Jun 052012
 

From the “Soiree” series.  Short essays incited by the Soiree de Poesie Francaise held monthly at the Cranford TeaSpot in Cranford, NJ  with my careful co-host Carrie Pedersen Hudak.

Victor Hugo

Victor Hugo

The courage and freedom to imagine one’s society contains within it the capacity to re-imagine it. This is the deep seed of all revolutions. A renewal or re-imagining of conscience is what every change in the social order requires. The industrial revolution came upon Europe in Hugo’s era, calling forth the equally large energies of individual artistic innovation. Reality was changing–the imagination needed to change as well.

Hugo invented the “realistic” or “naturalistic” novel–a form of artistic expression as broad and multifarious as the new industrial reality confronting the France of his day. And this form, being reflective of reality (a mimesis, as the ancient Greeks would say) could keep pace with the breakneck changes of his Victorian era. Indeed, so effective was Hugo’s artistic solution to confronting his contemporary reality that a whole school of naturalistic novelists grew up in Hugo’s gargantuan shadow.

But it is Hugo’s poetry, acclaimed in his day by a poetry-hungry audience, that shows the fire of his spirit and the philosophical feeling that impelled his will to contribute to his society through literature. In his poetry, besides heroic and harrowing story-poems, we get some extended philosophical “meditations.” I wouldn’t put them anywhere other than in the category of “meditations” because it is the subjective feelings aroused by his philosophical conjectures that are the real focus of the poems.

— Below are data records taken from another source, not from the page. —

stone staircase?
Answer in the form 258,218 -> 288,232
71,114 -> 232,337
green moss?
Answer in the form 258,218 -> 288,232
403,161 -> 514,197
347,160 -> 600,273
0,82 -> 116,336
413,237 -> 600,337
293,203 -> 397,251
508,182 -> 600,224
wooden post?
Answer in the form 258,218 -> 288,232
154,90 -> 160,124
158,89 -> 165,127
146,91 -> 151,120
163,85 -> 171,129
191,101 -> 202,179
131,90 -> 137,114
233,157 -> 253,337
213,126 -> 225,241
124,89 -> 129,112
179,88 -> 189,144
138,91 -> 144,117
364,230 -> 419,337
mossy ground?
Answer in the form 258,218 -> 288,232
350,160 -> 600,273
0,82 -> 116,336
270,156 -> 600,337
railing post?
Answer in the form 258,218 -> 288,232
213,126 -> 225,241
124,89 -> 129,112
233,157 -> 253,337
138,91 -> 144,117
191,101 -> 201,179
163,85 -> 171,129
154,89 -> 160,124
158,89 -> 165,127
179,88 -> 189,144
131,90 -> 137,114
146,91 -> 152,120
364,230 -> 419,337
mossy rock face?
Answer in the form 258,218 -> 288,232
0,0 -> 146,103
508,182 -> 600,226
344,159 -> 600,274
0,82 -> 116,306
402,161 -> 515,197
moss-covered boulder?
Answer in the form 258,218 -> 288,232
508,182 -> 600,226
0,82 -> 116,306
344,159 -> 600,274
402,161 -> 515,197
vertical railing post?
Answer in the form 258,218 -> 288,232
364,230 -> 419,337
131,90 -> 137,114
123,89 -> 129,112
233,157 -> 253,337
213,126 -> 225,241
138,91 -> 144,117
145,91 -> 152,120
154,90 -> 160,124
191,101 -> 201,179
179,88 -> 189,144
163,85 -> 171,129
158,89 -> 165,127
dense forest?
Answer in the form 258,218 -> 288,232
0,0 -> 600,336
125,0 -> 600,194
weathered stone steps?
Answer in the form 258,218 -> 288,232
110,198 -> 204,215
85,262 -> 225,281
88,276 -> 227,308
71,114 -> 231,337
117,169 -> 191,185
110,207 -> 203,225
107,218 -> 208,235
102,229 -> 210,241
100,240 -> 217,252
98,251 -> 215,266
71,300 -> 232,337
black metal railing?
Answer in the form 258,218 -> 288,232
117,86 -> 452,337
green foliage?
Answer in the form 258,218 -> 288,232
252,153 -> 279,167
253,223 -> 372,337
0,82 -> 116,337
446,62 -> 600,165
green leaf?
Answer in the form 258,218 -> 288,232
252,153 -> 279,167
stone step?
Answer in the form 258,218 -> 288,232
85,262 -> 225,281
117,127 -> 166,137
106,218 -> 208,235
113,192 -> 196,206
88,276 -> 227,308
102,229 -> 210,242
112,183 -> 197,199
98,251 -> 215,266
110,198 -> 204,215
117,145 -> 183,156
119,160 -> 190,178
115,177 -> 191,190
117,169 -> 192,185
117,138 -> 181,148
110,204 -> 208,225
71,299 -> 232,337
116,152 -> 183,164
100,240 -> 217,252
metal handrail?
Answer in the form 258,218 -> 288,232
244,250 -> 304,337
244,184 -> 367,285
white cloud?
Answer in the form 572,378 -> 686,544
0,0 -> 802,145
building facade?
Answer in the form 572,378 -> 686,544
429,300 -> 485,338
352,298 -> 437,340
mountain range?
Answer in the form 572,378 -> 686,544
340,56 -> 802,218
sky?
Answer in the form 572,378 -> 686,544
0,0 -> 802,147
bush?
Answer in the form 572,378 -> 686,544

Hugo imagines his individual mentality adrift in an infinite abyss of space–making his self infinitely tiny and insignificant in comparison. This is a philosophical correspondence with the religious notion of humility before the awful throne of God. And yet, at the same time, Hugo imagines–feels–that all the threads of thought and feeling that go zinging about in this infinite abyss actually meet at the crossroads of his heart and his head. Hugo is the humble egoist of infinite space!

In human terms, Hugo is a nothing–just like the rest of humanity before the infinite–and, therefore, he can use his private philosophical feelings as a basis to create universal art. His ambition springs from his humility before the vast, new, roiling experience of Life with a capital L. Hugo is nothing–but, we all are nothing–therefore Hugo can speak for all of us! This is a paradox made clearest in his philosophical poetry.

How much more marvelous a solution to the overwhelming dilemma of the Industrial Age. Instead of becoming an inward-looking miniaturist of his private feelings, Hugo leverages our shared insignificance before the infinite to create some of the largest, broadest, most weepingly human art since Shakespeare.